Regarding the decals I can't be of much help. Most of my Gitane literature is from the early and mid 70's. This shows a common logo style, from what I can see (the logos are pretty small or fuzzy in a lot of the pics) Unfortunately, I have no late 70's pictures to confirm or refute if this style remained in use. The few road tests from the late 70's, have no pictures associated with them.

   RE:RE:VINTAGE LIGHTWEIGHTS:   Gitane Tour de France posted by Dave on 9/16/2003 at 5:20:19 PM
Tom , My '73 Puegeot U-08 had French threaded Normandy rear wheel but cotterless Sugino Maxy cranks. My feeling is they just installed whatever they could get their hands on and built these bikes with a very short timeframe like you theorized.

   RE: TdF vintage posted by Eric Amlie on 9/16/2003 at 6:14:46 PM
Tom, I bought my TdF from the original owner. He was a little unclear if it was 1970 or 1971, but it was one of those. He said the Sugino crank was on it when he bought it new. The bike also had Mafac Competition(as opposed to Racer) brakes on it.

   RE:VINTAGE LIGHTWEIGHTS:   Gitane Tour de France posted by Rob on 9/16/2003 at 6:26:55 PM
Tom, Thanks for all the info...first, I would like to take a friendly exception on the brakes...on my TdF (until now I've assumed it's from 1974/75...but maybe it's a bit later). The brakes are MAFAC Competition, and they definitely look like they have always been there...also logic sort of compels one to conclude that if a person were changing the brakes they wouldn't have upgraded with MAFAC...maybe the MAFAC Competition was an option at the time??? As to the crankset, what you are saying about Sugino makes sense to me...I've heard that Gitane in that era was quite dedicated to producing the best bikes they could (consistent, obviously, with their product line), and if that meant Japanese parts over French parts, so be it. On my TdF (before I changed over to an early '80's Stronglight), both the crankset and the spindle were Sugino (I had to change the spindle as the Stronglight crank sat too close in on the Sugino spindle). Again, logic would suggest that either the Sugino was an option earlier than '78 or the bike is likely a later model than I thought. Of course, someone could have changed the crankset set later, but the probability of a change from Stronglight to Sugino seems low to me...what would be the advantage?

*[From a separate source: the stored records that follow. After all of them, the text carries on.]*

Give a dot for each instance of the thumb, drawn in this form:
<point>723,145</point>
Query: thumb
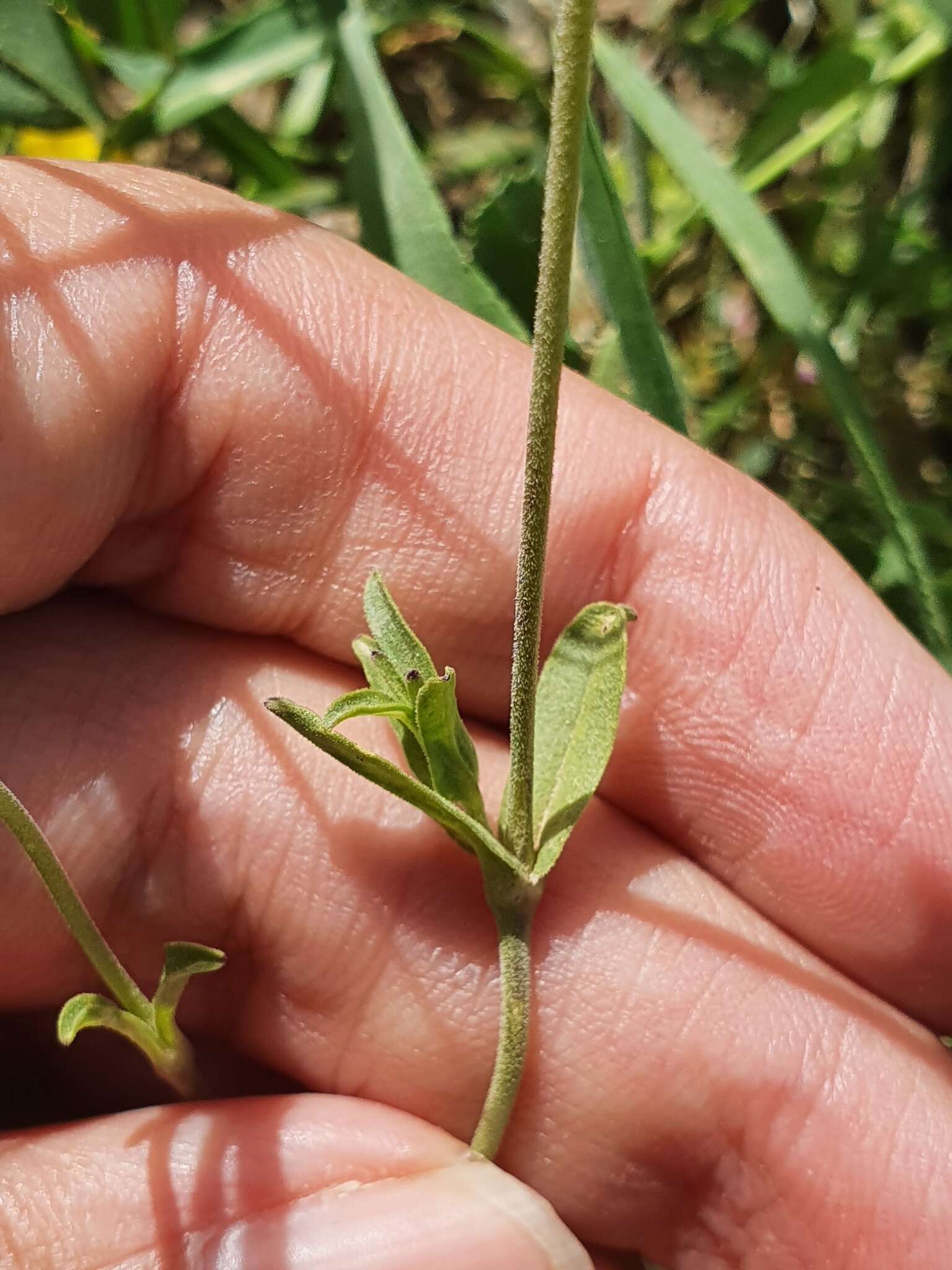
<point>305,1181</point>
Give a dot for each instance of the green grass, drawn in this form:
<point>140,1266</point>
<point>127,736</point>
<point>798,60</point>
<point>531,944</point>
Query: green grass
<point>765,255</point>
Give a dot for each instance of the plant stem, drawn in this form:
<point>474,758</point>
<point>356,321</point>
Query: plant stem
<point>573,63</point>
<point>73,911</point>
<point>513,905</point>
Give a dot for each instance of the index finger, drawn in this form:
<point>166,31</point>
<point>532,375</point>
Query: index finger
<point>238,417</point>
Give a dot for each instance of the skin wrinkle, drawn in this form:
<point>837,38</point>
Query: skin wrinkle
<point>672,1171</point>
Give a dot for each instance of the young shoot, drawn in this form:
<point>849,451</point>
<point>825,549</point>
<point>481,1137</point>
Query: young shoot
<point>149,1024</point>
<point>563,724</point>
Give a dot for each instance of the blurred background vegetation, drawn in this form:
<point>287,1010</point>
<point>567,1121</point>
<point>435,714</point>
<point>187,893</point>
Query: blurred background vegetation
<point>765,242</point>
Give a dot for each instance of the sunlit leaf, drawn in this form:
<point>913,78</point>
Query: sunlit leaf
<point>263,46</point>
<point>576,718</point>
<point>92,1010</point>
<point>448,746</point>
<point>183,961</point>
<point>776,276</point>
<point>394,637</point>
<point>619,280</point>
<point>38,64</point>
<point>402,215</point>
<point>462,828</point>
<point>364,701</point>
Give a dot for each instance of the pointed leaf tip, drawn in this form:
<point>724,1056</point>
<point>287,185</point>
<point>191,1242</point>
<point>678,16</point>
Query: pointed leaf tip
<point>394,637</point>
<point>448,747</point>
<point>576,719</point>
<point>186,958</point>
<point>93,1010</point>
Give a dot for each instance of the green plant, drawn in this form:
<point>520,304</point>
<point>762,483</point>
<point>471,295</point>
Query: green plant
<point>804,335</point>
<point>150,1025</point>
<point>563,723</point>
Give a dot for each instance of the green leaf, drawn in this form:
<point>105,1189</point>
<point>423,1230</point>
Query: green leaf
<point>35,45</point>
<point>381,675</point>
<point>29,106</point>
<point>247,149</point>
<point>92,1010</point>
<point>182,961</point>
<point>576,718</point>
<point>462,828</point>
<point>143,73</point>
<point>615,270</point>
<point>942,9</point>
<point>380,671</point>
<point>832,76</point>
<point>448,746</point>
<point>776,276</point>
<point>364,701</point>
<point>403,218</point>
<point>398,643</point>
<point>263,46</point>
<point>304,104</point>
<point>507,236</point>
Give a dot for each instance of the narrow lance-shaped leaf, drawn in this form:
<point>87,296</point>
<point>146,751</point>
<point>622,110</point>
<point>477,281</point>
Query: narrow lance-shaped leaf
<point>398,643</point>
<point>263,46</point>
<point>364,701</point>
<point>576,718</point>
<point>462,828</point>
<point>616,273</point>
<point>92,1010</point>
<point>183,959</point>
<point>35,45</point>
<point>776,276</point>
<point>382,676</point>
<point>403,219</point>
<point>448,746</point>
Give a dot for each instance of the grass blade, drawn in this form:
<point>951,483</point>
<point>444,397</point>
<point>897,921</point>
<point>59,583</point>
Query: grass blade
<point>615,270</point>
<point>404,220</point>
<point>775,275</point>
<point>268,45</point>
<point>35,45</point>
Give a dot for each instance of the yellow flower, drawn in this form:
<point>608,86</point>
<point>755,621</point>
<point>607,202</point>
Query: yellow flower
<point>63,144</point>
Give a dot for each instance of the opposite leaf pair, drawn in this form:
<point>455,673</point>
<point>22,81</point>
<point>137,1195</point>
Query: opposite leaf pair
<point>576,718</point>
<point>148,1024</point>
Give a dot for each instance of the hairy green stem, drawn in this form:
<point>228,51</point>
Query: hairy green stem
<point>73,911</point>
<point>513,906</point>
<point>169,1053</point>
<point>573,63</point>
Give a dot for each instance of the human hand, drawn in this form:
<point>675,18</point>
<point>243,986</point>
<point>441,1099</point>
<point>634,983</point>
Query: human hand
<point>218,420</point>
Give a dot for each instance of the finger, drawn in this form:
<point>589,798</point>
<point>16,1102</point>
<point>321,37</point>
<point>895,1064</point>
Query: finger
<point>699,1086</point>
<point>781,726</point>
<point>306,1180</point>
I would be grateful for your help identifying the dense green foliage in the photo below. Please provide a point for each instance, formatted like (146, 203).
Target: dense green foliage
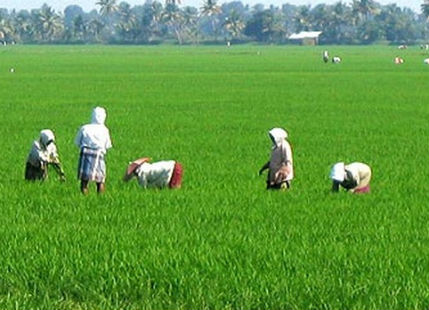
(222, 241)
(152, 22)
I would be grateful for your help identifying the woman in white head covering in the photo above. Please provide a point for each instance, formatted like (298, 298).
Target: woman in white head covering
(93, 140)
(280, 165)
(42, 154)
(354, 177)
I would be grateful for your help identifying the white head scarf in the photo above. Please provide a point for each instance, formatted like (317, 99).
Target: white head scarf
(338, 172)
(278, 135)
(46, 135)
(98, 116)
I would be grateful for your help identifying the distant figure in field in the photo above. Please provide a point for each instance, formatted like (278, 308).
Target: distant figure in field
(280, 165)
(93, 140)
(161, 174)
(398, 60)
(354, 177)
(42, 154)
(325, 56)
(336, 60)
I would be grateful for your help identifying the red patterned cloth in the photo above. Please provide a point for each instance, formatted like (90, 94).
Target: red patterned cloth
(176, 178)
(362, 190)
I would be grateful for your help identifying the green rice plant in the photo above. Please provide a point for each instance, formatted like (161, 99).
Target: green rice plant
(222, 241)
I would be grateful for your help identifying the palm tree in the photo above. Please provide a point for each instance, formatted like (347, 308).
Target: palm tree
(156, 10)
(172, 17)
(425, 8)
(128, 25)
(211, 10)
(95, 27)
(233, 24)
(49, 24)
(190, 22)
(107, 7)
(7, 30)
(363, 9)
(302, 18)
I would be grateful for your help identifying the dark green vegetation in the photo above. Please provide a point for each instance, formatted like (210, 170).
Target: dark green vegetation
(152, 22)
(222, 241)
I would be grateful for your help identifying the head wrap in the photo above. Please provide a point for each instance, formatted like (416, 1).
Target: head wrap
(337, 172)
(46, 135)
(132, 167)
(98, 116)
(278, 135)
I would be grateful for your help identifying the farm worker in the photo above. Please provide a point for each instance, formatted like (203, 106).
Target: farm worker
(398, 60)
(42, 154)
(325, 56)
(353, 177)
(161, 174)
(280, 165)
(336, 60)
(93, 140)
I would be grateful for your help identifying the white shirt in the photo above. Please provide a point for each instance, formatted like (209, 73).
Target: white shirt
(40, 156)
(94, 136)
(157, 174)
(361, 174)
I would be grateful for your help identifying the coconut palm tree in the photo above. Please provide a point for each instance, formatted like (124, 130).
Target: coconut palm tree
(363, 9)
(173, 18)
(425, 8)
(7, 30)
(211, 10)
(190, 22)
(107, 7)
(233, 24)
(49, 24)
(95, 27)
(302, 19)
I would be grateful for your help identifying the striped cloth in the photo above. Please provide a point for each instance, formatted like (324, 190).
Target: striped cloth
(92, 166)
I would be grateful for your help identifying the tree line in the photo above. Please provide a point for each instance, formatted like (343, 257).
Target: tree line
(153, 22)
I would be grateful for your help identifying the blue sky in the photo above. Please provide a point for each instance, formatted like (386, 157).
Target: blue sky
(87, 5)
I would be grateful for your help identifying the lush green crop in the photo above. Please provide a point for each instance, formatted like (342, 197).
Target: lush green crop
(222, 241)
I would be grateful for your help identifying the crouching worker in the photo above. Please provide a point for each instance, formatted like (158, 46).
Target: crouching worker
(93, 140)
(161, 174)
(43, 153)
(280, 166)
(353, 177)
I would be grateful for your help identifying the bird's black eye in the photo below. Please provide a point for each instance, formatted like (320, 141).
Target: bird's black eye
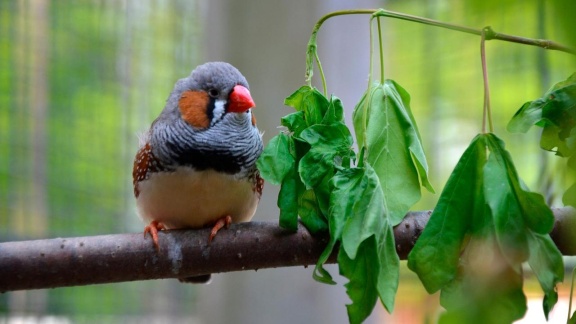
(213, 93)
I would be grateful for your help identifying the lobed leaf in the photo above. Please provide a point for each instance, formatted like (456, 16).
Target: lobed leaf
(311, 102)
(276, 160)
(435, 257)
(384, 123)
(363, 275)
(310, 212)
(556, 113)
(546, 263)
(326, 143)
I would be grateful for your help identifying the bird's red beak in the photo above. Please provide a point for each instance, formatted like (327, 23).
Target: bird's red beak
(240, 100)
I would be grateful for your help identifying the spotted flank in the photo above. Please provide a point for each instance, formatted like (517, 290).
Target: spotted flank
(144, 164)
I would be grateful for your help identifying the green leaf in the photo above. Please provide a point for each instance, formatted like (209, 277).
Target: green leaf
(290, 190)
(335, 112)
(367, 219)
(547, 264)
(277, 159)
(435, 257)
(506, 211)
(556, 113)
(326, 143)
(383, 122)
(368, 214)
(311, 102)
(310, 212)
(294, 122)
(514, 199)
(341, 204)
(357, 217)
(363, 275)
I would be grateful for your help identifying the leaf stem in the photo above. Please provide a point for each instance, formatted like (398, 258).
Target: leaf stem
(311, 53)
(487, 112)
(571, 293)
(381, 51)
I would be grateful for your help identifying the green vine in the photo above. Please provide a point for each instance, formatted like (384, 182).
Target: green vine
(359, 204)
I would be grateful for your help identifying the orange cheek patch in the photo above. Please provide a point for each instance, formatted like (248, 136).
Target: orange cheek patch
(253, 120)
(193, 105)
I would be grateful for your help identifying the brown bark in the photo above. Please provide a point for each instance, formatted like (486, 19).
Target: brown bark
(183, 253)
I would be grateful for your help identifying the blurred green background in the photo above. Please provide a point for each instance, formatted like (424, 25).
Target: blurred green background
(80, 79)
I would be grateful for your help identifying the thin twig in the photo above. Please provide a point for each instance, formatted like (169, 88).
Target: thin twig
(487, 112)
(312, 48)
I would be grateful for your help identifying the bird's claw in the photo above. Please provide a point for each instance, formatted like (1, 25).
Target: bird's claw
(224, 221)
(153, 229)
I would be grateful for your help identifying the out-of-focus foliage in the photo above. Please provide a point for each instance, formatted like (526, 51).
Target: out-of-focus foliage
(78, 81)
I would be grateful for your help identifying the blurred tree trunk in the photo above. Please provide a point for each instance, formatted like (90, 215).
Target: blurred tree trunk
(31, 56)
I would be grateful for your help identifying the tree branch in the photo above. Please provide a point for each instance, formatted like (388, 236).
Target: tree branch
(76, 261)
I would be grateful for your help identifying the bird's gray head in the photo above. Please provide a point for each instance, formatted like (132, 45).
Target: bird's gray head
(208, 121)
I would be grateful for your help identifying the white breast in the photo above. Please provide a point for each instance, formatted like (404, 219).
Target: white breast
(187, 198)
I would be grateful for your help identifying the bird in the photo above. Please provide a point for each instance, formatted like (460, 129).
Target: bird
(196, 165)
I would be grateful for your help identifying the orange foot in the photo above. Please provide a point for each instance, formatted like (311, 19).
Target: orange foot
(224, 221)
(153, 229)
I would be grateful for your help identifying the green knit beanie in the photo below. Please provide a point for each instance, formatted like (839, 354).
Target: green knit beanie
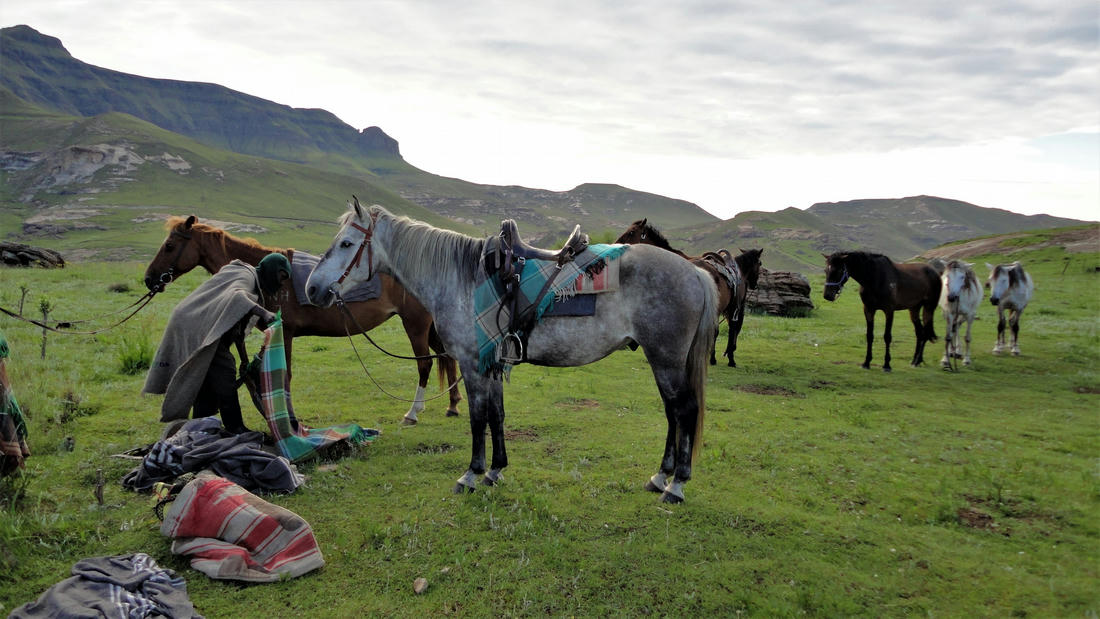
(268, 272)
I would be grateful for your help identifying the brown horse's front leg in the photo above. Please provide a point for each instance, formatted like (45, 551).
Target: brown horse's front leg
(887, 338)
(869, 317)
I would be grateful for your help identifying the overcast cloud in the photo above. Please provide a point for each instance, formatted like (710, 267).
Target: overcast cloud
(732, 104)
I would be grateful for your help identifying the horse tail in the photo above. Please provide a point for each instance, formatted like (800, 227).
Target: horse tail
(699, 354)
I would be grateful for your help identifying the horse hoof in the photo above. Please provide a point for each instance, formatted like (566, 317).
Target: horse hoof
(669, 497)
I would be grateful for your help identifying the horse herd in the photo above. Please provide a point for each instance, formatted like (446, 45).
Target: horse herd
(667, 304)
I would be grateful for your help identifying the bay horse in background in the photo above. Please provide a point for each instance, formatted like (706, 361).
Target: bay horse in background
(959, 299)
(888, 287)
(1010, 289)
(673, 323)
(730, 296)
(190, 244)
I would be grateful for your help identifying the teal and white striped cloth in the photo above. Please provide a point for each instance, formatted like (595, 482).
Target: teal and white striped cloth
(295, 441)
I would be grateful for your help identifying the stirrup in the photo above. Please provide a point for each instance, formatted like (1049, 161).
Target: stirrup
(512, 349)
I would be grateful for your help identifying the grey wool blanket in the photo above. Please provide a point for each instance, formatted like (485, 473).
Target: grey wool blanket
(191, 336)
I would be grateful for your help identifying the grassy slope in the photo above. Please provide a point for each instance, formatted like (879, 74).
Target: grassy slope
(298, 203)
(823, 488)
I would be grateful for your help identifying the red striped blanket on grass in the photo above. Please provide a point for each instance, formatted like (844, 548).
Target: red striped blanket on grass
(231, 533)
(296, 441)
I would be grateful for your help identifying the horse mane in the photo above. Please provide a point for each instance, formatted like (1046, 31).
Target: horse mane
(659, 239)
(428, 252)
(219, 235)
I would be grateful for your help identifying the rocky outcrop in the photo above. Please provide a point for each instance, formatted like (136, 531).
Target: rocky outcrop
(781, 293)
(17, 254)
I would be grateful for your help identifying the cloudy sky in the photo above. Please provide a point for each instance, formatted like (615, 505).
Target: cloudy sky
(734, 104)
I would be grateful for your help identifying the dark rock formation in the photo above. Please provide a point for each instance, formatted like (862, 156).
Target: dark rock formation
(17, 254)
(780, 293)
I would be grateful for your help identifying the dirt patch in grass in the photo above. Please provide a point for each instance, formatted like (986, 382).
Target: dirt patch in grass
(581, 404)
(521, 434)
(769, 390)
(437, 449)
(975, 519)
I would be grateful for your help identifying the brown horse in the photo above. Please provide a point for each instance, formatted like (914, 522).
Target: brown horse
(190, 244)
(732, 290)
(888, 286)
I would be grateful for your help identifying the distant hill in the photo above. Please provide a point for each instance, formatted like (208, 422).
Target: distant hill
(39, 69)
(902, 228)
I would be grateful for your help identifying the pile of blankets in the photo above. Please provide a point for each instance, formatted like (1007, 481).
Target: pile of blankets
(202, 444)
(231, 533)
(13, 449)
(129, 586)
(295, 441)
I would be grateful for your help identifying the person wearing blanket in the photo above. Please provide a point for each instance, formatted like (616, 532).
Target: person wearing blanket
(193, 366)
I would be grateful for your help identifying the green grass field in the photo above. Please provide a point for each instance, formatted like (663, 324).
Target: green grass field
(823, 489)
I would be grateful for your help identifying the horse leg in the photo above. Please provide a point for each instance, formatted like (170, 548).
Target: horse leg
(969, 323)
(660, 479)
(1000, 331)
(869, 317)
(1015, 332)
(887, 338)
(914, 316)
(948, 340)
(483, 394)
(449, 367)
(681, 409)
(416, 329)
(496, 432)
(735, 331)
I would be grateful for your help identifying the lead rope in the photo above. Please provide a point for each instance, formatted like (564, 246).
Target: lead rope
(351, 340)
(62, 327)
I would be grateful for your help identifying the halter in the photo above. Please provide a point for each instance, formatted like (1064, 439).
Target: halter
(365, 244)
(168, 276)
(839, 284)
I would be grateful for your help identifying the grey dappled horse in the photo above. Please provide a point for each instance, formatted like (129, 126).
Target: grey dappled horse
(663, 305)
(1010, 289)
(959, 299)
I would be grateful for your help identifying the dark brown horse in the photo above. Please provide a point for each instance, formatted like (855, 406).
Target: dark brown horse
(888, 286)
(190, 244)
(732, 291)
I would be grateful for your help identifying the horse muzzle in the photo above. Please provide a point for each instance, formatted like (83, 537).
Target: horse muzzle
(320, 297)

As to the frame and decals...did TdF frames have the same basic look and decals all through the 1970's, and if so when would they have changed the appearance?

Thanks Tom...whatever insights you can provide would be appreciated...All in good fun!!! :)

   RE: Correction posted by Eric Amlie on 9/17/2003 at 1:24:05 AM
I just found the date on the original Simplex Criterium rear derailleur that was on the bike when I bought it...2/72. I guess my seller has a memory about as poor as my own :-(

   RE:VINTAGE LIGHTWEIGHTS:   Gitane Tour de France posted by Rob on 9/17/2003 at 3:31:31 AM
Eric...I've seen that date a number of times on Simplex derailleurs...I'm not sure it's the date of manufacture...it might be some kind of patent date...My 2 cents worth...:)

   RE:VINTAGE LIGHTWEIGHTS:   Gitane Tour de France posted by J. Carter on 9/17/2003 at 9:32:48 PM
Great info here, thanks 1. Decals: does anyone know where to get those shiny seat tube and/or the head tube decals? 2. Cranks: just to muddy the water I remember that my Gitane Interclub, bought new in 1972, had a Sugino crankset although spec'd for a Durax.